Recovery of 87 Day Wilderness Stay:   We recovered an 87 day stay in a Wilderness program in Idaho for the family of an Idaho teen suffering from depression and anxiety.   The plan paid according to the terms of the contract after many phone calls and claim resubmissions.

Follow up to a win from the last newsletter:  In our last newsletter, we reported winning over six months of residential therapy for a young woman from Colorado suffering from depression and eating disorders.  We went back and successfully appealed a "timely filing" denial for the first six months of her stay.  After many months of follow-up, we prevailed, as there was a clause in the contract that indicated if you were “legally incapacitated” the period for submission could be extended.   

Win in Independent Medical Review: 15 hours of direct, weekly ABA treatment for a 16 year old male with ASD was denied by Anthem Blue Cross and reduced to 10 hours. The Department of Managed Health Care (DMHC) referred to the case for an Independent Medical Review (IMR). The reviewer found that 15 hours of direct, weekly ABA were medically necessary to treat the symptoms of his autism including adaptive skills, communication difficulties, safety awareness and executive function skills, among others. The review cited evidence-based guidelines developed by professional, clinical organizations.

Win in Independent Medical Review: Intensive outpatient treatment for a 3 year old child with oppositional behavior, aggression and  anxiety was denied.
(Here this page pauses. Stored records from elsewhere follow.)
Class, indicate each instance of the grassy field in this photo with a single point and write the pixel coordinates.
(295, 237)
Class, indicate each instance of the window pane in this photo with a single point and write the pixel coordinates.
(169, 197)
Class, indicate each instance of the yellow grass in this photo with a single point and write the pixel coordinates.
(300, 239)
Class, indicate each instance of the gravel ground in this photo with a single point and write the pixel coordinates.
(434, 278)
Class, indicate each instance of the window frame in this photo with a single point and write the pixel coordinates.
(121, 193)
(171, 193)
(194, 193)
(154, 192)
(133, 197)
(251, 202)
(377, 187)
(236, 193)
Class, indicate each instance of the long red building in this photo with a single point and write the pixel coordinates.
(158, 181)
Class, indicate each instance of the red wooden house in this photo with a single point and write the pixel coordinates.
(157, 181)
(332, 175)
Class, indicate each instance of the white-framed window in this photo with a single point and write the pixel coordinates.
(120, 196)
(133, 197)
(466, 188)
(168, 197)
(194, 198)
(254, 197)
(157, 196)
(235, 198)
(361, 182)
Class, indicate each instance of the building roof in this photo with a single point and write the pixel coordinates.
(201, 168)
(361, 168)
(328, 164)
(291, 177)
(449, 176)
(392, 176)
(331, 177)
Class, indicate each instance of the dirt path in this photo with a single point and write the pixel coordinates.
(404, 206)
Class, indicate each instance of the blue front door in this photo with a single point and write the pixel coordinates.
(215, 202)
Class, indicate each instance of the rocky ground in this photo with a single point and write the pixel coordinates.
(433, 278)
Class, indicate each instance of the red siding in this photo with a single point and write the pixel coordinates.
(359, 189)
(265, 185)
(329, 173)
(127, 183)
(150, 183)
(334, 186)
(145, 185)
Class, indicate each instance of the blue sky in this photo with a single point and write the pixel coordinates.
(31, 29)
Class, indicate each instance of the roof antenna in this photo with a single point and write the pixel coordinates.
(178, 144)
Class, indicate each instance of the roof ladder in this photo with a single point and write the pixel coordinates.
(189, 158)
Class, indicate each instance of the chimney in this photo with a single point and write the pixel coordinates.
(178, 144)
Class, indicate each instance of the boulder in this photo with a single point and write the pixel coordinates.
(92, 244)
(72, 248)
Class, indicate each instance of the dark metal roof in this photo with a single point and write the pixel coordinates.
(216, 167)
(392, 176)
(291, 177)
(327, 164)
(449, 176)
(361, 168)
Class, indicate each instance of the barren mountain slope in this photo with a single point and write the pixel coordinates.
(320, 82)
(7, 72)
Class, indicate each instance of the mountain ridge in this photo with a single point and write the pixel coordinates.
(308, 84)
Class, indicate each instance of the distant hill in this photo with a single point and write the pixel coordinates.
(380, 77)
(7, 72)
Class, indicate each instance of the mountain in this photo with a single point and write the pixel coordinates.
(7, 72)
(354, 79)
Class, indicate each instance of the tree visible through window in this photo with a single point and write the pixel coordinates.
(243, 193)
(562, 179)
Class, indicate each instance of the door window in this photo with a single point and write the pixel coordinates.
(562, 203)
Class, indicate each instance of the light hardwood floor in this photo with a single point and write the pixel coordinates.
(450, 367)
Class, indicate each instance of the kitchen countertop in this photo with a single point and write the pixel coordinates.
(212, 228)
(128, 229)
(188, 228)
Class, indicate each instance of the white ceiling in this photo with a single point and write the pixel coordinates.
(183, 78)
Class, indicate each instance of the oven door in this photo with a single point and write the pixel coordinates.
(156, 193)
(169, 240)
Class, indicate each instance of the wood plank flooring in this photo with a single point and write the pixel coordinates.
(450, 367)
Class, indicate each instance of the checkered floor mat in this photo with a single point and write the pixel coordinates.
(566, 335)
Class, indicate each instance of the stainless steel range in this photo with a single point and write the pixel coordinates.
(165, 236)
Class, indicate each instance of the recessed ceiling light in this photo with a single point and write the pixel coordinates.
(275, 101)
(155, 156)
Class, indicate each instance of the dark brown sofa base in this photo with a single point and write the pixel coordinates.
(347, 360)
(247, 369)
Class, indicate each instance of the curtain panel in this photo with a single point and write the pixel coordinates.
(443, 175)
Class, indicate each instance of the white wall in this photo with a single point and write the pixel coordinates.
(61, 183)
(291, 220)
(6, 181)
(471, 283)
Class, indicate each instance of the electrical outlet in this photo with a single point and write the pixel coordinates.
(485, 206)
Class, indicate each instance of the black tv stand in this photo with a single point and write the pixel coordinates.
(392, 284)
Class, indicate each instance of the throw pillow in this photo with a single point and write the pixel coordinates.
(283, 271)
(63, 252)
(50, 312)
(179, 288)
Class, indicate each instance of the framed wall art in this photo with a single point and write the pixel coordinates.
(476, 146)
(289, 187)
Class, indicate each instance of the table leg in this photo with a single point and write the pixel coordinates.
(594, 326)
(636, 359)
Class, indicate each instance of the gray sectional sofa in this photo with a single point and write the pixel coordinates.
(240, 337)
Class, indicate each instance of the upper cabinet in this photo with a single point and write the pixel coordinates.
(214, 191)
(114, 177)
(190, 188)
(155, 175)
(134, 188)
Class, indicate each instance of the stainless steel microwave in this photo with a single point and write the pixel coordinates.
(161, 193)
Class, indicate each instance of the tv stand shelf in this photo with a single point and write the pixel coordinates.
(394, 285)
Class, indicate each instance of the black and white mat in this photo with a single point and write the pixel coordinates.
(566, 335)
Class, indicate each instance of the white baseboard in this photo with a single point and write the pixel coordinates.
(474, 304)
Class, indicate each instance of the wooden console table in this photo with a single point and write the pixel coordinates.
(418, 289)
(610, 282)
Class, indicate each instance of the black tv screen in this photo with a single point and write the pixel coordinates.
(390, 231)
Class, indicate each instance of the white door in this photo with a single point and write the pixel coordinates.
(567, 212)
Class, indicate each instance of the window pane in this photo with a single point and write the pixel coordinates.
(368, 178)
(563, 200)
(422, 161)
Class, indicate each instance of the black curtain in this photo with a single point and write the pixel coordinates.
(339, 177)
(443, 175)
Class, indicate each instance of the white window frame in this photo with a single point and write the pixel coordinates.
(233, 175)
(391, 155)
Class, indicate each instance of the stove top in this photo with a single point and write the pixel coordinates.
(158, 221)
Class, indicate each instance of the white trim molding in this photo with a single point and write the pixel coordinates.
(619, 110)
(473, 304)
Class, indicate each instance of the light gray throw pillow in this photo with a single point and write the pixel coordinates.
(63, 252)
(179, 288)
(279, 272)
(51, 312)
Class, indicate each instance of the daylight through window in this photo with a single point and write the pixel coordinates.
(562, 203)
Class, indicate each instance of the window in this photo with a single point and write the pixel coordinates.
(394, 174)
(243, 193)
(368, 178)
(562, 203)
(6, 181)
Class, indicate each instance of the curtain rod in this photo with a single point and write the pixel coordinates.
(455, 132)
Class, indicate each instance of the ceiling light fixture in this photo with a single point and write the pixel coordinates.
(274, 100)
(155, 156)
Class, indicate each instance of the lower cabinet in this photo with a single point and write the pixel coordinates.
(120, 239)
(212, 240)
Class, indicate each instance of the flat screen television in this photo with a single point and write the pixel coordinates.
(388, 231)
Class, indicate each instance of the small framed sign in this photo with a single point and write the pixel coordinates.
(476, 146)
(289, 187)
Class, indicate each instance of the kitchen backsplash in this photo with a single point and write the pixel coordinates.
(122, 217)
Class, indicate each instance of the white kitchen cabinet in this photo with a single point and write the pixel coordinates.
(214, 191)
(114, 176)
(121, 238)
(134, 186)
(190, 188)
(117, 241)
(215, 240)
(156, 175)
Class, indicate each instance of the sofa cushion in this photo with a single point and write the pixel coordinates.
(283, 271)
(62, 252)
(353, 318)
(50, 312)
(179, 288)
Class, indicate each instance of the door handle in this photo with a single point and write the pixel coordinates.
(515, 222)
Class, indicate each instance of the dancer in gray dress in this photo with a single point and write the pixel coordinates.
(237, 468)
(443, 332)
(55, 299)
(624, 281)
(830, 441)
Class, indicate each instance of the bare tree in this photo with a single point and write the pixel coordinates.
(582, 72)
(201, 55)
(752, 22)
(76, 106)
Cigna Health denied both reimbursement for treatment beyond an initial 10 day authorization as well as denying prospective authorization for ongoing treatment. The California Department of Insurance (CDI) sent the case for an Independent Medical Review. The reviewer found that intensive outpatient treatment for a period of 6 months was medically necessary for the child, citing the Child and Adolescent Level of Care Utilization System (CALOCUS) guidelines developed by the American Academy of Child and Adolescent Psychiatry and the American Association of Community Psychiatrists.